The exhibit has traveled through Kentucky and on to Indiana, Tennessee, Virginia, Utah, Wisconsin and Florida. From January to March, “Women’s Work” will be the winter exhibit at the Herbert Hoover Presidential Library in West Branch, Iowa.
“Women’s Work” is composed of pioneering women who developed great innovations in the arts, sciences, politics, human rights and redefined women’s role in America. For her subjects, Seigel chose such women as dancer and choreographer Martha Graham, Kentucky folk singer Jean Ritchie and anthropologist Margaret Mead.
While Seigel had been searching the Internet for facilities interested in women’s issues, she discovered the Herbert Hoover Presidential Library. The library became interested enough in her quilting artwork to host an exhibit.
Seigel does work in other mediums, but she prefers to mainly concentrate on quilting. She described her style as “very figurative” and doesn’t quilt traditional bed quilts. Rather, her quilts are more expressive and artistic in form.
Her quilting technique involves hand appliqué, and she must first envision the final outcome of the quilt on paper. She copies and transfers images to the material, embellishing the quilt with beads and buttons.
Seigel has held many mixed shows at the Kentucky Museum of Arts and Craft in Louisville. She has exhibited in a two-person show with her husband, potter Greg Seigel.

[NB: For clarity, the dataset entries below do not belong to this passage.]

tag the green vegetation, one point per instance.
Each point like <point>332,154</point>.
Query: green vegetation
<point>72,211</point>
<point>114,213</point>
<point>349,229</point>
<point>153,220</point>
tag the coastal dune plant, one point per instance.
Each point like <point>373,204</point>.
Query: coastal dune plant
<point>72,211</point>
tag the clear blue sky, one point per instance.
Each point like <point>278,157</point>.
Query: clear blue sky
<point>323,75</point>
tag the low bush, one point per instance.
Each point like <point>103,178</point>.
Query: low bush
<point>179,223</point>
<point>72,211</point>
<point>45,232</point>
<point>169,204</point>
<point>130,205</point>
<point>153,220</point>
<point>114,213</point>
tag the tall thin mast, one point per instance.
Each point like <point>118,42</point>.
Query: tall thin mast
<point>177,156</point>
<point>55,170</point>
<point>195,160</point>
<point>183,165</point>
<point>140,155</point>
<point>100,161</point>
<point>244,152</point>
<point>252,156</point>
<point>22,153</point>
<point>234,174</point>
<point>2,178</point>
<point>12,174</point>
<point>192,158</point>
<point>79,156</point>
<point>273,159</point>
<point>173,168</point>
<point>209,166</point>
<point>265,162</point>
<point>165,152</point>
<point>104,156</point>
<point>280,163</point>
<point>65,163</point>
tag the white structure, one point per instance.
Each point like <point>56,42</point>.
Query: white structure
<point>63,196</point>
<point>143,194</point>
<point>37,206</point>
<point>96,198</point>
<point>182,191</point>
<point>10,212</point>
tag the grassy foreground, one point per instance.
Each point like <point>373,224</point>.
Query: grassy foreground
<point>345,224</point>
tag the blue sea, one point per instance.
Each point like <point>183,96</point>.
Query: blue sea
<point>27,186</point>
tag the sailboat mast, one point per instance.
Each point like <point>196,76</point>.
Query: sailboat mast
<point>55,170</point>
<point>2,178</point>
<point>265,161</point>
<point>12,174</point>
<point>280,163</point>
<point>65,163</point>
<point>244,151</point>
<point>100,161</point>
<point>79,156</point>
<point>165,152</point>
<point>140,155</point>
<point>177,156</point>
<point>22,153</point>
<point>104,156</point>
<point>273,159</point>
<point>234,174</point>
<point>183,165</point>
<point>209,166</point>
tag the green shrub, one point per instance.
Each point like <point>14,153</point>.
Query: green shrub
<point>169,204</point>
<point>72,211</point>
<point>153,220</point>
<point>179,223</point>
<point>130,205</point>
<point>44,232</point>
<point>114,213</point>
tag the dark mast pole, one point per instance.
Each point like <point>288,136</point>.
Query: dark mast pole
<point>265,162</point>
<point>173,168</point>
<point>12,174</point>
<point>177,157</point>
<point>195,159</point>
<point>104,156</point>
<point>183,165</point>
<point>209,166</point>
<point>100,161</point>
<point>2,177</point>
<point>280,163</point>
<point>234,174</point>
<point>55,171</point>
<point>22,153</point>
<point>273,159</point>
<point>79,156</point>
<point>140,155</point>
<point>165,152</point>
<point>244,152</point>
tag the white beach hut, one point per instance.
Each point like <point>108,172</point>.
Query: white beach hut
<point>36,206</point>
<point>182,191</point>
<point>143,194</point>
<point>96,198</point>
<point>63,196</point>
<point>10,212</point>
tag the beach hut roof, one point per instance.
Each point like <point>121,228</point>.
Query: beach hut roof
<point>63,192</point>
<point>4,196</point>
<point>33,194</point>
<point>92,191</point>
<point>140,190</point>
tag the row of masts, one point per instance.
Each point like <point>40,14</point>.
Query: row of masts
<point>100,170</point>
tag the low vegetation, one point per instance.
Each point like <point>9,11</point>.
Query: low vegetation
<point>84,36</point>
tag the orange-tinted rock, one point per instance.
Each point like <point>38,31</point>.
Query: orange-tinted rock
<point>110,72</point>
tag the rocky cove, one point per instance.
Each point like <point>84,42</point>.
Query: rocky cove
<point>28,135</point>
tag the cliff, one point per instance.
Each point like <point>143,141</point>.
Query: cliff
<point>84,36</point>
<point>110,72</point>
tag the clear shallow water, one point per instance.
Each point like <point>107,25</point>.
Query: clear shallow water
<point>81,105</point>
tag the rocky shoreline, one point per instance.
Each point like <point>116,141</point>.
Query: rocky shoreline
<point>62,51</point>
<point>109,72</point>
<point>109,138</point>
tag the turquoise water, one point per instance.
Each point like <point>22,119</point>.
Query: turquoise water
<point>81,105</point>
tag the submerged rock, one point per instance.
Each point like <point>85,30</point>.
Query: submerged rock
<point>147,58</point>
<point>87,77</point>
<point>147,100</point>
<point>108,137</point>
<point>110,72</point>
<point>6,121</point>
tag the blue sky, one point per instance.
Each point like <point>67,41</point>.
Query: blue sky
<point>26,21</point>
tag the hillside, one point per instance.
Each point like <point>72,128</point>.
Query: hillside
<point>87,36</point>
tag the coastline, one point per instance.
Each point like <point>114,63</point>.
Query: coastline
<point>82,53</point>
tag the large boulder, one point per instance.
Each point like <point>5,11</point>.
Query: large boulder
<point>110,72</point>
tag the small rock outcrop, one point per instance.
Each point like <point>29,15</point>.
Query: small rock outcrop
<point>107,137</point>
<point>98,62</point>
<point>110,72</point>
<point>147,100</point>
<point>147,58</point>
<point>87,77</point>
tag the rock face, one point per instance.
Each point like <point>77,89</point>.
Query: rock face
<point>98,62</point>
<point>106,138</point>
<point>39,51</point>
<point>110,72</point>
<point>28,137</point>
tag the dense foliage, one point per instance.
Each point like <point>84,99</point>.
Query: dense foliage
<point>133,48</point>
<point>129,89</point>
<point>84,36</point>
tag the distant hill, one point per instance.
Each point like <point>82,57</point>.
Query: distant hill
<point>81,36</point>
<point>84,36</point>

Brion Clinkingbeard, deputy director and curator of the museum, said that an interesting quality to Seigel’s work is her traditional use of quilting. By combining new subject matter with old, traditional skills, “she mixes the best of the old and the new,” said Clinkingbeard.
The museum was founded by George and primarily displays Kentucky craftspeople, although artists from all over the world have exhibited there. An exhibition committee chooses which artists will display their work at the museum.
Craftspeople are brought in from outside of Kentucky from time to time to allow the local artists the opportunity to see other works in person and learn from other artists, said Clinkingbeard. Of all the fiber artists in Kentucky, Seigel is “one of the top artists.”